While the economy is officially expected to emerge from recession next Tuesday, when the ONS publishes GDP figures for the fourth quarter of 2009, Mervyn King, the Bank's Governor, and the other members of the MPC also now face the challenge of controlling rising prices. Speaking at Exeter University last night, Dr King warned that "the rise in VAT back to 17.5 per cent means that CPI inflation is likely to rise to over 3 per cent for a while, or even higher for even longer were energy prices or indirect taxes to increase further".

The MPC is charged with keeping inflation at the Government's 2 per cent target. If it is missed by a 1 percentage point either side, Dr King must explain why in a letter to the Chancellor.

Yesterday's inflation figures led to a number of economists pointing out that the MPC is likely to consider interest-rate rises at its February meeting.
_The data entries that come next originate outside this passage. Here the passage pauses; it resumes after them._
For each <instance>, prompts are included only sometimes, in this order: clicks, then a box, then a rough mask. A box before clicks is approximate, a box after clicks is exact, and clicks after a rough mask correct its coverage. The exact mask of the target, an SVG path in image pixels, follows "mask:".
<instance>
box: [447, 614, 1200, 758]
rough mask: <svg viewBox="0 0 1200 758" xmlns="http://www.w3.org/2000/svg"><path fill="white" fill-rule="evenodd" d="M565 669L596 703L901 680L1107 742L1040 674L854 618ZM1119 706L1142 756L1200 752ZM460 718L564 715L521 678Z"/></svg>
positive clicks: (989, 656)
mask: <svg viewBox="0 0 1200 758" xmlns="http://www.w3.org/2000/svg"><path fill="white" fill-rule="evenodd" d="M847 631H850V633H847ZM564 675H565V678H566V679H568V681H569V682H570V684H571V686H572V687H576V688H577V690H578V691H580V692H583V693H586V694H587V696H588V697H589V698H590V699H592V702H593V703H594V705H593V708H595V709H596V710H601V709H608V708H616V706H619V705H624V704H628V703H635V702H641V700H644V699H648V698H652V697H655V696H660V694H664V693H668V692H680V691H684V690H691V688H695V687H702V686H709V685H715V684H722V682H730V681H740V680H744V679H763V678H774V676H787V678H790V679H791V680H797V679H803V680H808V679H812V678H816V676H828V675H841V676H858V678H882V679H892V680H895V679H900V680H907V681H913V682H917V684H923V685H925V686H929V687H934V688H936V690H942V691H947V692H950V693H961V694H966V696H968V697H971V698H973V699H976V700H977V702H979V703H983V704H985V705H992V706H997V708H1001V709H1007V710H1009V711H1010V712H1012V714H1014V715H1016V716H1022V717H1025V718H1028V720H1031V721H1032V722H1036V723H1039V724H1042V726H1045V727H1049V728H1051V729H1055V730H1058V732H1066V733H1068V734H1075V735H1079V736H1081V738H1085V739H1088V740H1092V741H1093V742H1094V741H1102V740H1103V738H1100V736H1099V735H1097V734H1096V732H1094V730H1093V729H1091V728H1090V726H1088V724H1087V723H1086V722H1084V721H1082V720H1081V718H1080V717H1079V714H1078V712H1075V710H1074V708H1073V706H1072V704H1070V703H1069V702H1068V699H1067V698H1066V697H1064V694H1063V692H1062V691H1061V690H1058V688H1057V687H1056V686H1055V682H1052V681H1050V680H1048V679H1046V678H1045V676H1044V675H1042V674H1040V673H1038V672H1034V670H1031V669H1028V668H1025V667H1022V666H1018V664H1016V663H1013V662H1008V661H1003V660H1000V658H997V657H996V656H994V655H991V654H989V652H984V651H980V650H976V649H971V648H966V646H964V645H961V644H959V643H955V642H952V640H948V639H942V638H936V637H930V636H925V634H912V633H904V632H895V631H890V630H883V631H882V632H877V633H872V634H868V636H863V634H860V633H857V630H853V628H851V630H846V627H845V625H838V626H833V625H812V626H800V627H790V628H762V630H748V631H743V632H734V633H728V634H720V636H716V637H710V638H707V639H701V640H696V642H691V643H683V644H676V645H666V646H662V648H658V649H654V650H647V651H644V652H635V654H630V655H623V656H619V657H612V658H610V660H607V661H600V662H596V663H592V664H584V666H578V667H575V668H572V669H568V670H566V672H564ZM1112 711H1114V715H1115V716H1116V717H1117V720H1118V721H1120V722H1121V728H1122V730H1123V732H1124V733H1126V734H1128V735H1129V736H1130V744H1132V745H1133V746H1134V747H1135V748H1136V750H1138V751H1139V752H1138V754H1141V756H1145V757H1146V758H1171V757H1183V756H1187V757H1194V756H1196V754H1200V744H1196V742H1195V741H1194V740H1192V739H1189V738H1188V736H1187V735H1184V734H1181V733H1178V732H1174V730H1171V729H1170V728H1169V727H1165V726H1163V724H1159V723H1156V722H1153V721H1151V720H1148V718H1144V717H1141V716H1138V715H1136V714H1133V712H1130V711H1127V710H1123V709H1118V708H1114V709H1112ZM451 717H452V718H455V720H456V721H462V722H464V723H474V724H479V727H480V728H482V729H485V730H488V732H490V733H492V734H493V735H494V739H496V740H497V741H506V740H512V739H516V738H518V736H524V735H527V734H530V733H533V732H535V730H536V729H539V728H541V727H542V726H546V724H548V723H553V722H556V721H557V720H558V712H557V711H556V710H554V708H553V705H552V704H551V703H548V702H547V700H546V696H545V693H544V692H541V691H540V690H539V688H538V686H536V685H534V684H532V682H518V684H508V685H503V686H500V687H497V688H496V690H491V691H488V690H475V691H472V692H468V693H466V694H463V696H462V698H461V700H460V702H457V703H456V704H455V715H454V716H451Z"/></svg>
The base rate has been kept at a record low of 0.5 per cent since March last year.

"The Governor will be able to explain the January move in CPI inflation above 3 per cent as the result of the VAT reversal," said Simon Ward, the chief economist at fund managers Henderson. "The persistent and significant divergence of core inflation from the 2 per cent target, however, is more troubling and casts doubt on the sustainability of the current policy stance."

Others argue that any recovery will be sluggish thanks to persistently high unemployment and expected cuts in public spending later this year.

"[Yesterday's] data will raise fears that the spare capacity in the economy will not tame inflation," said Colin Ellis, an economist at Daiwa Securities. "But the key policy mistake the MPC made in 2008... was to be too slow in cutting rates in response to the onset of recession. As such, although CPI inflation could well breach 3 per cent at the start of 2010... that is not a good reason for the MPC to start tightening policy."

The Governor: 'Slow wage recovery'

British households will be "sorely tried" as the country battles its way out of recession, with workers' pay demands falling on deaf ears despite a return to both economic growth and inflation, the Governor of the Bank of England warned last night.

In a speech at the University of Exeter, Mervyn King said that "the patience of UK households is likely to be sorely tried over the next couple of years. There is little scope for growth in real take-home pay, which remains weak even as output recovers." He added it was too early to tell if the corrective measures meted out to the UK economy, including the Bank's £200bn quantitative easing (QE) programme, have solved problems caused by the banking crisis and the subsequent recession.

Dr King also called on the G20 group of most developed countries to cut imbalances in the global economy. "Concrete steps to reduce the scale of global imbalances have, to date, been notable by their absence. Smiling family photographs marking the attendance at international gatherings are no substitute for specific action."

2.1

Percentage-point rise in Retail Price Index between November and December, the biggest monthly rise for 31 years.